Die Apache Software Foundation arbeitet seit vielen Jahren intensiv im Java-Umfeld mit. Noch bevor Java als Open Source freigegeben war, hatte Sun mit einer Referenzimplementierung für Java-Servlet und Java-JSP begonnen. Das Projekt wurde dann ab Version 3 komplett von der Apache Foundation übernommen und wird heute von vielen Mitgliedern aktiv weiterentwickelt. Tomcat ist heute der beliebteste Servlet-Container und wird von vielen anderen Application-Servern ebenfalls als Ausgangsbasis genutzt.

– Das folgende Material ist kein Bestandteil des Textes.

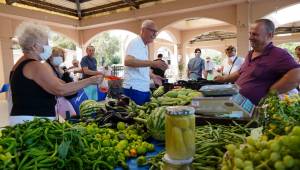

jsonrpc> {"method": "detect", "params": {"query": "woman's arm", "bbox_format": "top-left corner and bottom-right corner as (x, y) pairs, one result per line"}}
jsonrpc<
(23, 61), (103, 96)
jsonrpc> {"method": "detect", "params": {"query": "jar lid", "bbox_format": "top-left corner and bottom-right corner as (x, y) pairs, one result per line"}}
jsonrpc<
(167, 106), (195, 115)
(162, 154), (193, 165)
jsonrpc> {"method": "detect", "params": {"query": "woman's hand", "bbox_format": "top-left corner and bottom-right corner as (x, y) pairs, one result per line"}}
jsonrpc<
(214, 76), (225, 83)
(89, 74), (104, 84)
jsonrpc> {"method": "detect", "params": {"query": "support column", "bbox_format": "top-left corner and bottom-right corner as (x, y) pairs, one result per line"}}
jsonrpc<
(0, 37), (14, 99)
(236, 2), (251, 57)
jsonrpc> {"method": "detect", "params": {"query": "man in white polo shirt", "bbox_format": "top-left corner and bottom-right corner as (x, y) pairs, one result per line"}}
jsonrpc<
(123, 20), (168, 105)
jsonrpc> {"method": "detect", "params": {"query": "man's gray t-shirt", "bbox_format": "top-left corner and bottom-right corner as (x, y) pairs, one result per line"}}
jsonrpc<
(80, 56), (97, 79)
(188, 57), (205, 78)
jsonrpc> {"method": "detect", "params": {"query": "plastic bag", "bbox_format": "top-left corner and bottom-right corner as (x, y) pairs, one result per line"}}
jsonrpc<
(55, 97), (76, 119)
(69, 89), (88, 115)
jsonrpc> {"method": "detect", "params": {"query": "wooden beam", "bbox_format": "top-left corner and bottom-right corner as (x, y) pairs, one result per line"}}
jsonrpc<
(5, 0), (18, 5)
(81, 0), (159, 17)
(75, 0), (81, 20)
(122, 0), (140, 9)
(67, 0), (91, 3)
(18, 0), (77, 17)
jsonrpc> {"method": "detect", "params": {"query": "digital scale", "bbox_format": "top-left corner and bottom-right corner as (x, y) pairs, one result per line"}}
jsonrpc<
(191, 85), (255, 119)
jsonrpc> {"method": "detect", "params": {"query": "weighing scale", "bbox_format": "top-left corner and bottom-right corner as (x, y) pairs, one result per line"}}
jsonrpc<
(191, 85), (255, 119)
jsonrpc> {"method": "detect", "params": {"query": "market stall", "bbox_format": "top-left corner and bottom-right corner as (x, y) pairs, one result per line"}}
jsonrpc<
(0, 84), (300, 170)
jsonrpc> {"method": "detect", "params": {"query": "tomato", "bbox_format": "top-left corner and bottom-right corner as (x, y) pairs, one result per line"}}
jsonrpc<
(283, 155), (294, 168)
(129, 148), (137, 157)
(270, 152), (280, 162)
(274, 161), (285, 170)
(234, 158), (244, 168)
(102, 139), (110, 147)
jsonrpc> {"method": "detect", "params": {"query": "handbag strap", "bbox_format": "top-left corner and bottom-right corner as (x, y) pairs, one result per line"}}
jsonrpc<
(228, 56), (238, 74)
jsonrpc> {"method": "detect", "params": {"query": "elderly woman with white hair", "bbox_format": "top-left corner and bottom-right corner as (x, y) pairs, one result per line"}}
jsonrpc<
(9, 22), (103, 125)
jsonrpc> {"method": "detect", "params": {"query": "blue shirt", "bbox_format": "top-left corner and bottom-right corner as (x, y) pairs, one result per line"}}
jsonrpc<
(80, 56), (97, 79)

Derzeit gibt es Apache Tomcat in Version 6.0. Sie arbeitet mit den aktuellen Standards JSP 2.1 sowie Servlet 2.5 und wird für produktive Umgebungen empfohlen. Der Download des Tomcat-Containers ist mit 6,3 MB angenehm klein, knapp 1 MB kommt für den Tomcat-Deployer hinzu. Tomcat wird einfach in einem beliebigen Verzeichnis entpackt und benötigt nur ein Java Development Kit (JDK) gemäß Java SE 5 oder höher. Unter Unix/Linux muss unbedingt die Umgebungsvariable JAVA_HOME auf das JDK gesetzt werden, damit Tomcat die Java-Installation auch findet. Die Variable CATALINA_HOME muss auf das Verzeichnis, in dem Tomcat entpackt wurde, zeigen. Wer nicht Unix-Derivate, sonder lieber Windows (Server) einsetzt, erhält einen komfortablen Installer: Dieser nimmt alle notwendigen Änderungen am System vor und kann Apache Tomcat auch als Dienst in Windows einbinden.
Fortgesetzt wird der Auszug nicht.